Salí de mi pueblo por el capricho de ver el mundo, como sí el mundo
mereciera la pena ser visto, o mejor dicho, emigré porque no tenía para
engordar los huesos y ahora regresaba porque no tenía donde arrojarlos. Me encontraba en la puerta de la casa de mis
padres y recordaba a mi madre vestida de negro con el escobón de cal dándole a
las fachadas y a las cenefas. Una vida
tranquila, pero sin trabajo digno que pudiera a uno sacar de unos apuros. Mi
novia T. vivía junto al lado en la casa de la puerta verde con llamador de mano
pulida con sidol, no fue capaz de seguirme
y se quedó esperándome, paciente y
dicharachero enmarcada en las costumbres del pueblo y esclava de la opinión
ajena, dicen que si sacas a una frigilianera o aguanosa de su pueblo se mueren
de añoranza. Pero mi mujer, no sería T.
sino una americana de Colorado, mala actriz y peor cantante que me dejó en
cuanto me acudió la enfermedad no fuera a ser que se contagiara, ahora para
mí, ella esta muerta. Ahora estaba solo
tras la reja de la vida engañado
por el sueño americano de ser alguna vez
un famosos músico y volver a mi pueblo aclamado y con una calle a mi nombre,
pero no, ahora era un saxofonista de tercera división en un pueblo desconocido
que regresaba a Frigiliana, a la casa de mis padres, a la placita y a la vieja
fuente de roca antigua con chorro de agua en forma boca de héroe mitológico,
tiene debajo una pileta de piedra blanca, no de mármol, de una sola pieza como
si fuera una bañera, gastada en el brocal por el uso y apoyo de los cántaros
que con su arcilla iba limando al rozarse en la sed diario, desde allí bajaba
una escalara estrecha de piedras mal encajadas, una escalera hacia los
bancales, y hay día, ese bancal se había convertido en una carretera de
circunvalación. Pero lloraba por dentro porque la gente no me conocían ni yo a ellos,
me atreví a llamar a la puerta de mi novia Carmen, en cuyo escalón tantas veces
nos habíamos sentado, y me salió otra mujer con su marido.

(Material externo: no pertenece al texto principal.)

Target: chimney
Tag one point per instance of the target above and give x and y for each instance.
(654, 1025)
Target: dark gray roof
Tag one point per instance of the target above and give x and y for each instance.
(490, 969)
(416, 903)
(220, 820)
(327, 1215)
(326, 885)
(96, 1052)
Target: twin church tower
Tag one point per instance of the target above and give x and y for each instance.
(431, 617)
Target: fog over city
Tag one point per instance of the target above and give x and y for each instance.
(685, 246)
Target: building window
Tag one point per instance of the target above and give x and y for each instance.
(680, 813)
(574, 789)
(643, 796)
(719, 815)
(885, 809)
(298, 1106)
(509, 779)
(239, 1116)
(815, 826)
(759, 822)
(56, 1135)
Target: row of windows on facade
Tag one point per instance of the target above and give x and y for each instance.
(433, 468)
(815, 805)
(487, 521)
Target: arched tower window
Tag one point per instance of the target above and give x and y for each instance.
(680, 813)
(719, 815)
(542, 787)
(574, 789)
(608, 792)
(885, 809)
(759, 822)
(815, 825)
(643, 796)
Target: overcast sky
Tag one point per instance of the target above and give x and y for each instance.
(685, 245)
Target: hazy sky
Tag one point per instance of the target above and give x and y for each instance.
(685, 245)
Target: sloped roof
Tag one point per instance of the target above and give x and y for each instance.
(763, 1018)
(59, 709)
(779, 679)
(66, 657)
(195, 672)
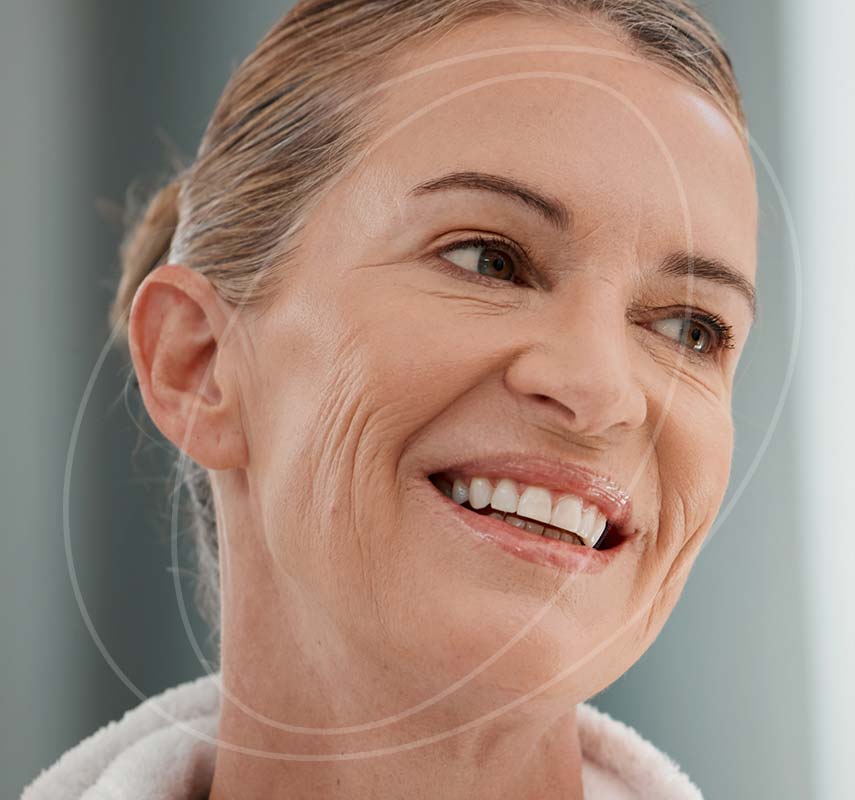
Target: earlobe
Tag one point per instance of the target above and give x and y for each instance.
(175, 332)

Las matriculas de
los coches eran amarillas de un país extranjero, qué angustia, seguro habían
sido capaz de vender todo el pueblo a un grupo extranjero, palabra antigua,
ahora todo somos de la misma comunidad europea. ¡Hola!, saludé a un viejo, me hablaba del pueblo y de que llevaba
allí toda la vida, le pregunté por mi familia de Los Simontes y no conocía a nadie.

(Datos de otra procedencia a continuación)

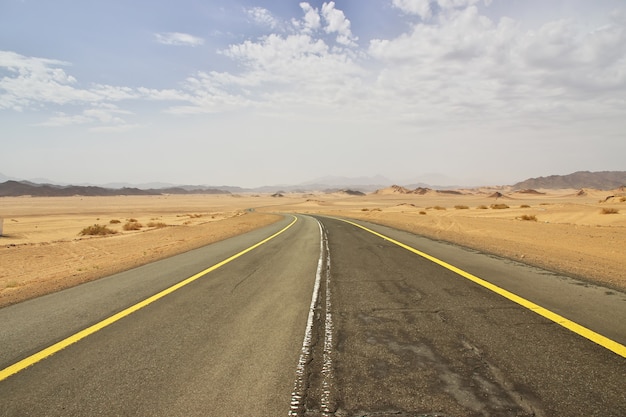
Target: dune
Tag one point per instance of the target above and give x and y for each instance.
(581, 234)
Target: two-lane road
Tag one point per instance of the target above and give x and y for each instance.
(390, 333)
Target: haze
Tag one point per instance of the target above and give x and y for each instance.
(252, 93)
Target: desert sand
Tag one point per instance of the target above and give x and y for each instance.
(581, 233)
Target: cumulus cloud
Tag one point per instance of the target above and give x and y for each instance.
(462, 64)
(263, 17)
(312, 20)
(33, 83)
(103, 114)
(31, 80)
(178, 39)
(336, 22)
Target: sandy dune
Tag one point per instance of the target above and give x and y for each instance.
(42, 250)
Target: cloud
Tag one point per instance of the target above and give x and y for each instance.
(426, 8)
(462, 65)
(178, 39)
(336, 22)
(312, 20)
(102, 117)
(31, 80)
(263, 17)
(420, 8)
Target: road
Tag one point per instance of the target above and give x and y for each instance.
(318, 317)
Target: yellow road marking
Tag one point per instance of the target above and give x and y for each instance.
(51, 350)
(603, 341)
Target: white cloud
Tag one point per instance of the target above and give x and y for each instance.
(98, 117)
(336, 22)
(31, 80)
(178, 39)
(420, 8)
(464, 66)
(263, 16)
(311, 21)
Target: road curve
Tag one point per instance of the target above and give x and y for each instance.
(386, 333)
(226, 344)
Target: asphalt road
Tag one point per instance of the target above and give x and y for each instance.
(389, 333)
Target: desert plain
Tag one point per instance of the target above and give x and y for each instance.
(580, 233)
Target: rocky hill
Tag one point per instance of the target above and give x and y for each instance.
(20, 188)
(603, 180)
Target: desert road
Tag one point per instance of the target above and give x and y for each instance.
(315, 316)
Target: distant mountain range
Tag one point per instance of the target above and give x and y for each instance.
(604, 180)
(11, 187)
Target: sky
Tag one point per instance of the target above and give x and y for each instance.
(250, 93)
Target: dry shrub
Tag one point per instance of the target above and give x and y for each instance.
(97, 230)
(158, 225)
(529, 217)
(132, 225)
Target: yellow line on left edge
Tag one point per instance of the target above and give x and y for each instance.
(51, 350)
(601, 340)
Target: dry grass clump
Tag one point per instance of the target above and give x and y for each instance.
(132, 224)
(158, 225)
(528, 217)
(97, 230)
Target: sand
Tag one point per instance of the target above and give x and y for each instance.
(41, 249)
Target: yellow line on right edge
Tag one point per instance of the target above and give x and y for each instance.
(51, 350)
(603, 341)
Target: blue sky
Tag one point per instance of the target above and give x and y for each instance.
(254, 93)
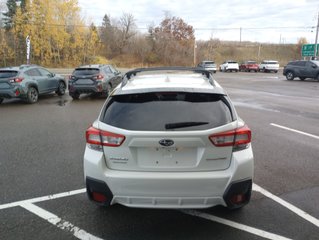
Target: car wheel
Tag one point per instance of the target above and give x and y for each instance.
(75, 96)
(32, 95)
(108, 90)
(290, 75)
(61, 89)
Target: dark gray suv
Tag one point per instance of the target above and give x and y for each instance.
(97, 79)
(28, 82)
(302, 69)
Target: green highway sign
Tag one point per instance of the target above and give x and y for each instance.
(309, 50)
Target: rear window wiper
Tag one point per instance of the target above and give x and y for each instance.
(183, 124)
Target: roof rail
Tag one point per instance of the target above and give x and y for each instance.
(131, 73)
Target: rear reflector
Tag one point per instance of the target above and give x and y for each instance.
(103, 138)
(239, 136)
(98, 197)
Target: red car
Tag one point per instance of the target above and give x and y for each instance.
(248, 66)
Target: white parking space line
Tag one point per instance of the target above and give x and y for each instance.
(41, 199)
(236, 225)
(291, 207)
(58, 222)
(294, 130)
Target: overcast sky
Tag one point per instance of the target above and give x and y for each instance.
(272, 21)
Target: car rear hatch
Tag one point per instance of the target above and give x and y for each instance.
(166, 132)
(7, 78)
(85, 76)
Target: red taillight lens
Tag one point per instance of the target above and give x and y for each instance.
(239, 136)
(103, 138)
(16, 80)
(99, 77)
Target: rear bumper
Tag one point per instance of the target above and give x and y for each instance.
(171, 189)
(16, 92)
(86, 88)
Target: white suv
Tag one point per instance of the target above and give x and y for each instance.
(169, 138)
(269, 66)
(229, 65)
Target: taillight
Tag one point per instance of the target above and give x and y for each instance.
(239, 137)
(16, 80)
(98, 77)
(98, 137)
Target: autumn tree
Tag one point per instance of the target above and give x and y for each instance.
(174, 35)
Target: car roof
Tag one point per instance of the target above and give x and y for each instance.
(92, 66)
(19, 68)
(182, 80)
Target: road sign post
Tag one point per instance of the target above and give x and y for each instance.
(28, 43)
(308, 50)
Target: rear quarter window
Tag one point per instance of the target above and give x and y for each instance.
(8, 74)
(153, 111)
(86, 71)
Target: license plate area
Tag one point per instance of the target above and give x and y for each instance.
(167, 157)
(84, 82)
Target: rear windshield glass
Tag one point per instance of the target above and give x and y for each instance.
(86, 71)
(167, 111)
(8, 74)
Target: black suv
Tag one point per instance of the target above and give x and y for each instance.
(97, 79)
(27, 82)
(302, 69)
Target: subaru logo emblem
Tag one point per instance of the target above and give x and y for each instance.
(166, 142)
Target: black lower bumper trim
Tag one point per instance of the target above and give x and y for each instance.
(98, 186)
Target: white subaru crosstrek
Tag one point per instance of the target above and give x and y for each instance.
(169, 138)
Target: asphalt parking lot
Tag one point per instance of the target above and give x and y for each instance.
(41, 170)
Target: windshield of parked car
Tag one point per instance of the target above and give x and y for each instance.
(180, 111)
(86, 71)
(316, 62)
(8, 74)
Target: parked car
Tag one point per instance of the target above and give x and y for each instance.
(97, 79)
(229, 66)
(269, 66)
(302, 69)
(169, 138)
(208, 65)
(248, 66)
(27, 82)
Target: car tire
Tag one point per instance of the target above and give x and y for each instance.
(108, 90)
(75, 96)
(32, 95)
(61, 89)
(290, 75)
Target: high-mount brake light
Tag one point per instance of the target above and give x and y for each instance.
(98, 137)
(238, 137)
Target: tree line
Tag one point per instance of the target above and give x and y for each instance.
(60, 36)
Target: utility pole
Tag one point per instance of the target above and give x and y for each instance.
(316, 41)
(195, 46)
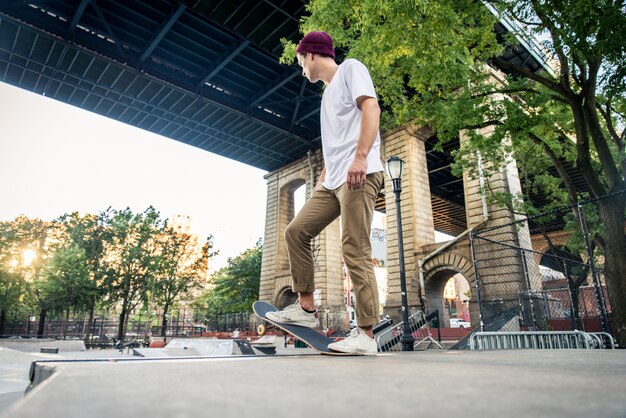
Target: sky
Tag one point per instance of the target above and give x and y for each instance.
(57, 159)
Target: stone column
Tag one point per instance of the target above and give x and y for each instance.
(408, 143)
(505, 269)
(280, 211)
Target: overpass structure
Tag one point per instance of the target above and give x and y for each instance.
(206, 73)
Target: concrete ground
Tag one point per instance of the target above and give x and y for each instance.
(435, 383)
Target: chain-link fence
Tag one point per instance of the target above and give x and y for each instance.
(104, 328)
(543, 272)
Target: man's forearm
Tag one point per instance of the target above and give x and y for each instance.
(370, 122)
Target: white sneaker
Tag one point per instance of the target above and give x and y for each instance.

¿Seguro que estaba en mi pueblo? Me contó ciertas anécdotas pasadas que
yo no conocía, sin embargo, era mí pueblo, lo sabía, no me podía confundir,
aunque en esta sierra de la Axarquía todos los pueblos, blancos, de calles
estrechas encaramados en las sierras, se parecen mucho. Pregunté en el Ayuntamiento, me dijeron que
sí, que era Frigiliana, en el padrón no había un solo Fernández y nuestras
fichas habían desaparecido, alguien
estaba interesado en borrarme o ¿era que no querían que me quedara por mi
enfermedad?, pero no, no me convencía, estaba en mi pueblo por mucho que me
quisieran equivocar, in duda era mi pueblo por mucho que yo tratara de
convencerme. Preguntaba a todos, me fui a la posada, para descansar unos días
y esperar acontecimientos, pero no habla forma de demostrar que ya era
conocido, uno más del pueblo. Así que desesperado y reventado me puse en el
camino de vuelta, y desengañado me marché, con pasos cortos y mirando al suelo,
salí muy triste y agobiado de mi querida
Frigiliana desconocida, compré tabaco y me fue el paquete, quería morirme allí
mismo... Por fin me despierto de esta
pesadilla, he soñado toda la noche, no soy saxosfonista ni jamás he viajado por
América, me duele un poco en el centro del pecho y todo como todas la mañana,
me da alegría, que hoy es el día de la Misa de San Juan.
Yo no soy músico ni me acuesto a las ocho. Todo ha sido un mal sueño, una pesadilla nocturna antes de salir de viajes.